掴まれた指を取り返すオレの前で、ニクラ伯爵親子が連行された。ああ、オレの断罪対象が騎士に蹴られながら、地下牢に運ばれていく。
「ありがとうございます。父も喜びます」
盗られた財産はすべて返却されることとなり、伯爵家に残ったわずかな資産を差し押さえて賠償金に当てる話が決まった。この間、オレが口を挟む余地はない。詳しい法律談義はそっちでやってくれ。

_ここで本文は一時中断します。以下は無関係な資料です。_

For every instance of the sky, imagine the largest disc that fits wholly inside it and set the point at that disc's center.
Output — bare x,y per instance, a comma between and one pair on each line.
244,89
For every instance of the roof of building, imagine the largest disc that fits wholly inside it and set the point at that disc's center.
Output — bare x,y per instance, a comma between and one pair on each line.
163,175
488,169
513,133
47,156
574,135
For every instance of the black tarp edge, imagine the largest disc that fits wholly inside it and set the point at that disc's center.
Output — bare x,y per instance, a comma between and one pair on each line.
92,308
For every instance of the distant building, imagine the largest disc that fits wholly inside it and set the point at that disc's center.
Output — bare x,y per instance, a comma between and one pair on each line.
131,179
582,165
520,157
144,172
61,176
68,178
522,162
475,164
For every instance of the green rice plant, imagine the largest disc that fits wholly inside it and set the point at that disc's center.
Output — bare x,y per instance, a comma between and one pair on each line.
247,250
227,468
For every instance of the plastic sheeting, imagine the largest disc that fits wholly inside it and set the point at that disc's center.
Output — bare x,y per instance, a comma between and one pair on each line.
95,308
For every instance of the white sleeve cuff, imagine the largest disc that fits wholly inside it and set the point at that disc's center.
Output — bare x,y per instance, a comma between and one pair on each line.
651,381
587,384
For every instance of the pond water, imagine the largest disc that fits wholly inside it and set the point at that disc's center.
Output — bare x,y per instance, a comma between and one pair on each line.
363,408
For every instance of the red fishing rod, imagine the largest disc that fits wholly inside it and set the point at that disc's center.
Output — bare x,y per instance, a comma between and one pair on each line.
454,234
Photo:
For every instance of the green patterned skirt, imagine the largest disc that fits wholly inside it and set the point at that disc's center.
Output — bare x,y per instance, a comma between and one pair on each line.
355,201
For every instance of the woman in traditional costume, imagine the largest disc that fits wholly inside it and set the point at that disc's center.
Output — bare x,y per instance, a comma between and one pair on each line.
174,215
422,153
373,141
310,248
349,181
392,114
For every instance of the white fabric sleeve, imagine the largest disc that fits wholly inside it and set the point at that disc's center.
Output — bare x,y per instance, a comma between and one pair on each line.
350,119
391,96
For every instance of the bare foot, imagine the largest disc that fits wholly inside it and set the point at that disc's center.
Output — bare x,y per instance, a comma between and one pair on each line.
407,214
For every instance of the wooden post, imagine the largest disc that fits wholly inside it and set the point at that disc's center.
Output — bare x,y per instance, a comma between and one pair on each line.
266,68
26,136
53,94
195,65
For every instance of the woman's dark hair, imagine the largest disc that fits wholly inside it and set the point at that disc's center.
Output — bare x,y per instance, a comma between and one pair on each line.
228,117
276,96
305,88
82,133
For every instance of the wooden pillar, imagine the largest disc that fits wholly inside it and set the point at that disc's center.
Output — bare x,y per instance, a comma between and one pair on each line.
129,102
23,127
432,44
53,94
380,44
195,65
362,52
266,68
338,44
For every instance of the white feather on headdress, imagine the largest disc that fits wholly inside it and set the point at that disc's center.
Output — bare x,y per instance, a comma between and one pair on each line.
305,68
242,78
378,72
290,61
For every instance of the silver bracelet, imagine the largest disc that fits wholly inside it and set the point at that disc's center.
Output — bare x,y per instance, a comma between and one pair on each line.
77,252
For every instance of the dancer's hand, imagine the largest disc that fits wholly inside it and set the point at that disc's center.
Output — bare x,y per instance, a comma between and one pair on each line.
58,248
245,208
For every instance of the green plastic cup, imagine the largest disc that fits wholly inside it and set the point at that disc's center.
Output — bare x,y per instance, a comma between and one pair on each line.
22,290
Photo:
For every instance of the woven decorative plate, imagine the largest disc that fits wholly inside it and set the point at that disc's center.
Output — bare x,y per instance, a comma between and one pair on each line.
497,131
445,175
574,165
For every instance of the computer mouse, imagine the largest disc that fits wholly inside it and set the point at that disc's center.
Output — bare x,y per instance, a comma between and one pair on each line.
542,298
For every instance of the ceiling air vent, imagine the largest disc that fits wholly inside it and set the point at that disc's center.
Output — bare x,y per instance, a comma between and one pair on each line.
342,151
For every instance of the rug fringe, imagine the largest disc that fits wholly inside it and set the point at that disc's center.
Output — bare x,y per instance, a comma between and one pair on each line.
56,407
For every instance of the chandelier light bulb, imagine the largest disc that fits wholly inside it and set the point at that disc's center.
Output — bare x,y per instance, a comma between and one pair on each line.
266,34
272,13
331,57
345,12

さらに国民からの陳情や訴えは続く。ほとんどは簡単に解決されるため、論破する相手がいなかった。がっかりだよ、くそったれが。もっと根性みせやがれ!
「両親の仇っ!!」
右へ左へ裁いていく法廷を横目に、ヒジリに凭れていたオレは、思わぬ言葉に顔を上げた。目の前を駆けていく少年を、咄嗟に引き止める。突然袖を掴まれた彼が転びそうになったところへ、青猫を蹴り飛ばした。
『ぐへぇ、主ひどぃい』
「よくやった。ブラウの犠牲は無駄にしないぞ」
普通猫サイズでよかった。大きかったら蹴飛ばした足を痛めるところだった。ほっとしながら青猫の健闘を称える。ぐしゃりと平らになりながらも、無事少年を保護していた。
邪魔された少年は固まったものの、ぐしゃりと顔を歪めて泣き出す。その手から落ちた刃物が、すとんと床に刺さった。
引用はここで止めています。